Quand ce qui blesse l’œil n’atteint pas la prunelle,
La vue intacte y siège et se concentre en elle.
Oui, dût la cécité s’ensuivre tôt ou tard,
Si le globe n’est point crevé de part en part,
La pupille suffit. Mais ce cœur de l’organe,
Centre si délicat de l’orbe diaphane,
Périt-il ? Baignez l’œil de tous les feux du jour !
420Le jour a fui soudain dans la nuit sans retour.
Et bien ! l’âme c’est l’œil, l’esprit c’est la prunelle,

Mais écoute ; il est temps que ma voix te révèle
D’autres vérités, fruit des travaux longs et chers
Qui remplissent ma vie et que parent mes vers.

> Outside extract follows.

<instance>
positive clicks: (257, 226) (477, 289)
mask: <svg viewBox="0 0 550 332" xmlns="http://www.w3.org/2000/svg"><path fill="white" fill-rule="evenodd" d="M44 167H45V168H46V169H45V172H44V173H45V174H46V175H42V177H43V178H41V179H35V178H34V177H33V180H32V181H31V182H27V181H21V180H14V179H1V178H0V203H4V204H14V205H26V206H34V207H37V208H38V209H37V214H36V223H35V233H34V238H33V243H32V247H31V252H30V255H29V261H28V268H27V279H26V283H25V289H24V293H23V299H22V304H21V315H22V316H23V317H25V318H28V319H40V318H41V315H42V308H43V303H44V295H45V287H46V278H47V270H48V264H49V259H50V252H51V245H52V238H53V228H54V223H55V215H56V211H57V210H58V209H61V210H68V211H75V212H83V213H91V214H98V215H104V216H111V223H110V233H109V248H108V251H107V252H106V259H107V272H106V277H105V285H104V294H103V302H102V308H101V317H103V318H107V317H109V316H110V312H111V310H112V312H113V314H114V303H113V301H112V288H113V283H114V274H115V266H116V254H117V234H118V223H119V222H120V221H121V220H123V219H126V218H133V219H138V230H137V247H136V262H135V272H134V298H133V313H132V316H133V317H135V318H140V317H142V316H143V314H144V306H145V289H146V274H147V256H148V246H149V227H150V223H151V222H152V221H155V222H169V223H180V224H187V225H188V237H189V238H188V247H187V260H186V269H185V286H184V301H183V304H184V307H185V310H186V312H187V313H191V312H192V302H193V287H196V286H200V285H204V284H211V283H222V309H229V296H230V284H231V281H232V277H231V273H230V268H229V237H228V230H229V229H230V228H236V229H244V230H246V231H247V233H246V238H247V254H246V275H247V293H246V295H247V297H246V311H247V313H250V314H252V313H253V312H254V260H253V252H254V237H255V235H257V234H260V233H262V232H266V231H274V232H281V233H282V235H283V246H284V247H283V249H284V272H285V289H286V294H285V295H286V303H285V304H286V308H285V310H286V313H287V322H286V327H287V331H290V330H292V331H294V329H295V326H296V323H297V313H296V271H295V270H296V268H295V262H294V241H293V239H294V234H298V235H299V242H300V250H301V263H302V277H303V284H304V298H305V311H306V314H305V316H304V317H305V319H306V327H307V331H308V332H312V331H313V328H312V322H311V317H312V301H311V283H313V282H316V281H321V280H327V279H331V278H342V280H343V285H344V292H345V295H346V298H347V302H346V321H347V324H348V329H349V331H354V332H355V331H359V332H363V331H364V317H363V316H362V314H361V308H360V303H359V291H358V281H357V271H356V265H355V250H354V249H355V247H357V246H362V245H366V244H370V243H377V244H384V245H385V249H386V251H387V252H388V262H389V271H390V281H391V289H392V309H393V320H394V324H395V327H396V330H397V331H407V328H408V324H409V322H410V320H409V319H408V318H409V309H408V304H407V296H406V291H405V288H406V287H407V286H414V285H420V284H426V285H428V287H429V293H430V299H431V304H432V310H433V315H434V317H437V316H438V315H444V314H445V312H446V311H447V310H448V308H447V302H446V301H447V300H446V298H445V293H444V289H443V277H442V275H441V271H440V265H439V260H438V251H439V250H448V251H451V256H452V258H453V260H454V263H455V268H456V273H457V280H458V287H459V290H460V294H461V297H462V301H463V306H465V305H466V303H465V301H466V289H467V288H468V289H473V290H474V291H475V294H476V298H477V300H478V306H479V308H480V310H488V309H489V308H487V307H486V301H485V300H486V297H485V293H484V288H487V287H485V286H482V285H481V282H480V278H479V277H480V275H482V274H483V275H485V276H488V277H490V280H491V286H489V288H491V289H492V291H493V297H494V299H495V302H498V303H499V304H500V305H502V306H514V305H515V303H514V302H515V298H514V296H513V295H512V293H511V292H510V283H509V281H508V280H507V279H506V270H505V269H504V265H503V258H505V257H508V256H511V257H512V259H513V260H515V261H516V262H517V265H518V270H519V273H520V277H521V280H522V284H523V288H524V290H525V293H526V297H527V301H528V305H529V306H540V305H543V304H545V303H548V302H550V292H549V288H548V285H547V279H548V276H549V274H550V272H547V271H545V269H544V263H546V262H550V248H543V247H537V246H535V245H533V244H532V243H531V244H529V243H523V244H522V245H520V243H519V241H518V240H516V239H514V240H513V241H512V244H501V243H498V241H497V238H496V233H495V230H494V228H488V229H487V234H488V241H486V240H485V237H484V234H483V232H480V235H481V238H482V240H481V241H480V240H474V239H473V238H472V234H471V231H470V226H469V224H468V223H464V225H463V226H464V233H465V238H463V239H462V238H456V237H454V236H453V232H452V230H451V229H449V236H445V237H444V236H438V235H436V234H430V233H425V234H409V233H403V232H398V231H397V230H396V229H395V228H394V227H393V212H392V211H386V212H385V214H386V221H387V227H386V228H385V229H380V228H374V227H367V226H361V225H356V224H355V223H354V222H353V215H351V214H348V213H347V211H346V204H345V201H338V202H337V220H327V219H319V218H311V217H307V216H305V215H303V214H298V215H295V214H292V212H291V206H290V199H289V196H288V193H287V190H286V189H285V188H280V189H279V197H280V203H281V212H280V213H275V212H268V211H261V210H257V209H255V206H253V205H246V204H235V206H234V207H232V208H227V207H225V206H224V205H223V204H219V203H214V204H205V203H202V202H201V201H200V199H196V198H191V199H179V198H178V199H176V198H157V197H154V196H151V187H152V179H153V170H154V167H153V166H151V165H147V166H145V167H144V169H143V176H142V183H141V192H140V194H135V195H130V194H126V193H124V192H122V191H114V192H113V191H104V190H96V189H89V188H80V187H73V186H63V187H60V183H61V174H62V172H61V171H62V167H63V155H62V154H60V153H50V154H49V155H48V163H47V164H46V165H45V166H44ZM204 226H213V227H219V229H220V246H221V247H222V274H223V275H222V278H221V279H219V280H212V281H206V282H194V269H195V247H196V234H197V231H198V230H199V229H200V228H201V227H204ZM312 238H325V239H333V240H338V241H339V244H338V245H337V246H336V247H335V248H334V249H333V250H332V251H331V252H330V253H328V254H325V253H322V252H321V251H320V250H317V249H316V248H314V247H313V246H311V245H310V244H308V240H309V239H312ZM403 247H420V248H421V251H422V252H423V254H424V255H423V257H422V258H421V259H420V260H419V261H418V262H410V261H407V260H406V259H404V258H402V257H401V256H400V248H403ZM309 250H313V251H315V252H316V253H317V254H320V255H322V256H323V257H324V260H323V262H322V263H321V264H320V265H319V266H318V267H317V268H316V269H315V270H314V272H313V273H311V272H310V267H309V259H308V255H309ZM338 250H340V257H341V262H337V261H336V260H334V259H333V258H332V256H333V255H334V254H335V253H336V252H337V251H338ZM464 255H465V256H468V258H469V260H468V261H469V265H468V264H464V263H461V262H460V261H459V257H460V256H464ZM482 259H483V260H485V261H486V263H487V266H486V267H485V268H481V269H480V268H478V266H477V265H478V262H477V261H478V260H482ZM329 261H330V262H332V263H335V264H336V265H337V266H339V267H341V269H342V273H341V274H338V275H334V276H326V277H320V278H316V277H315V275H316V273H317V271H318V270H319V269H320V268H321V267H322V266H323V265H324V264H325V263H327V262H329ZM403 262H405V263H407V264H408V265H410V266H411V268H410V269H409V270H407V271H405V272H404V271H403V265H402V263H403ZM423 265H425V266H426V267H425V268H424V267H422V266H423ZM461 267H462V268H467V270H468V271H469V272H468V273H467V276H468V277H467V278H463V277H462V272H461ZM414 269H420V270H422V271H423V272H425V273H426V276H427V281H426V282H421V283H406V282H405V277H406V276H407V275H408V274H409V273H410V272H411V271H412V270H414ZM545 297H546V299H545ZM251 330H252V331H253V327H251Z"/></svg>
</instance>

L’âme naît, l’esprit naît, donc l’âme et l’esprit meurent.
(Comme en constant accord leurs substances demeurent,
Pour nommer l’une et l’autre un des deux mots suffit.
Ce que j’écris de l’âme entends-le de l’esprit.
Ainsi, quand je dirai : l’âme est chose mortelle,
Ne va pas oublier que l’esprit meurt comme elle.)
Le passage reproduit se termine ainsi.